Heterotrophic Respiration and the Divergence of Productivity and Carbon Sequestration
Asko Noormets, Rosvel Bracho, Eric J. Ward, John R. Seiler, Brian D. Strahm, Wen Lin, Kristin McElligott, Jean‐Christophe Domec, Carlos A. González-Benecke, Eric J. Jokela, Daniel Markewitz, Cassandra Meek, Guofang Miao, Steven G. McNulty, John S. King, Lisa J. Samuelson, Ge Sun, Robert O. Teskey, Jason G. Vogel, Rodney E. Will, Jinyan Yang, Timothy A. Martin
Abstract
Abstract Net primary productivity (NPP) and net ecosystem production (NEP) are often used interchangeably, as their difference, heterotrophic respiration (soil heterotrophic CO 2 efflux, R SH = NPP−NEP), is assumed a near‐fixed fraction of NPP. Here, we show, using a range‐wide replicated experimental study in loblolly pine ( Pinus taeda ) plantations that R SH responds differently than NPP to fertilization and drought treatments, leading to the divergent responses of NPP and NEP. Across the natural range of the species, the moderate responses of NPP (+11%) and R SH (−7%) to fertilization combined such that NEP increased nearly threefold in ambient control and 43% under drought treatment.
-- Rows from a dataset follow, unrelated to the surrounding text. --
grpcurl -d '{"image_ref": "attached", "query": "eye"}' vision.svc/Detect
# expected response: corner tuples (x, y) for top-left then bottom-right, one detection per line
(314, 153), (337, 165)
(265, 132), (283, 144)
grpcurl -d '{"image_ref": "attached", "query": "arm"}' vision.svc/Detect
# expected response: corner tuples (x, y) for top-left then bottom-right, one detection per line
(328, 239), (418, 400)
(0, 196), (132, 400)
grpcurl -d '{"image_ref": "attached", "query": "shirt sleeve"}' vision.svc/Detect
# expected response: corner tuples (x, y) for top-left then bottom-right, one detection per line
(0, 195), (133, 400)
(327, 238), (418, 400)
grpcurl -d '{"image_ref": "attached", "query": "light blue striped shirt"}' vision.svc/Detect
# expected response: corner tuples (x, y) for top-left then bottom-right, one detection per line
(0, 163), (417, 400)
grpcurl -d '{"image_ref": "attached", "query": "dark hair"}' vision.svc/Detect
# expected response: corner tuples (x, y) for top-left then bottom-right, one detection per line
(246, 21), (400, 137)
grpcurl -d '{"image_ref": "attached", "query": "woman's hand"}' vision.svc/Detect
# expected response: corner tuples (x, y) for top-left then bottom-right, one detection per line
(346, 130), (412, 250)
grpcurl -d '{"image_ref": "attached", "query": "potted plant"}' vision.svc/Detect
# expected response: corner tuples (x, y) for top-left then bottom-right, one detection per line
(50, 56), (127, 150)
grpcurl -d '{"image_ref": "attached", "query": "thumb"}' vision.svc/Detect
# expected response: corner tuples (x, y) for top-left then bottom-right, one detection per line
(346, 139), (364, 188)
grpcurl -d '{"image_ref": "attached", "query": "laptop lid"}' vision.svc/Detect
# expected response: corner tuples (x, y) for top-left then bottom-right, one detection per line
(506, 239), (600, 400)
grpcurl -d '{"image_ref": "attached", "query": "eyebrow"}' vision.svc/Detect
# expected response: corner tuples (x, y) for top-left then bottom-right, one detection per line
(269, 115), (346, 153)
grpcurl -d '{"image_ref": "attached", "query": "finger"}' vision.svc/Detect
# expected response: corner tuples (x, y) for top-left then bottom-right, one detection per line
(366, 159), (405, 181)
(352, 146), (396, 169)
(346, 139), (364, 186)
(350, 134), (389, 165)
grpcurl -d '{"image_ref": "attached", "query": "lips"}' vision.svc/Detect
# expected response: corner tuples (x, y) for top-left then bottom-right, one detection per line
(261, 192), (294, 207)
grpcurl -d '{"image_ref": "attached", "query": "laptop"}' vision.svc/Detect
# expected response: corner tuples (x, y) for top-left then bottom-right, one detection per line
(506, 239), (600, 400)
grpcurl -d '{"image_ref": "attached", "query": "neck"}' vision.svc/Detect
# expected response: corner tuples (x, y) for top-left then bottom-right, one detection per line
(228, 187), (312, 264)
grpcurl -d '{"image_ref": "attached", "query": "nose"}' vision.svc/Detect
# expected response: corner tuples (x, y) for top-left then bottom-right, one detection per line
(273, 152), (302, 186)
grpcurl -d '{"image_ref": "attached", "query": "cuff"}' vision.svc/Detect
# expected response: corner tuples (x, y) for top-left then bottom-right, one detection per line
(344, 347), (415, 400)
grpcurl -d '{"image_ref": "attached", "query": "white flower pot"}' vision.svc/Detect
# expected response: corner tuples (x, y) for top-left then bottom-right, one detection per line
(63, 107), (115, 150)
A 13% decline in R SH under drought led to a 26% increase in NEP while NPP was unaltered. Such drought benefit for carbon sequestration was nearly twofold in control, but disappeared under fertilization. Carbon sequestration efficiency, NEP:NPP, varied twofold among sites, and increased up to threefold under both drought and fertilization.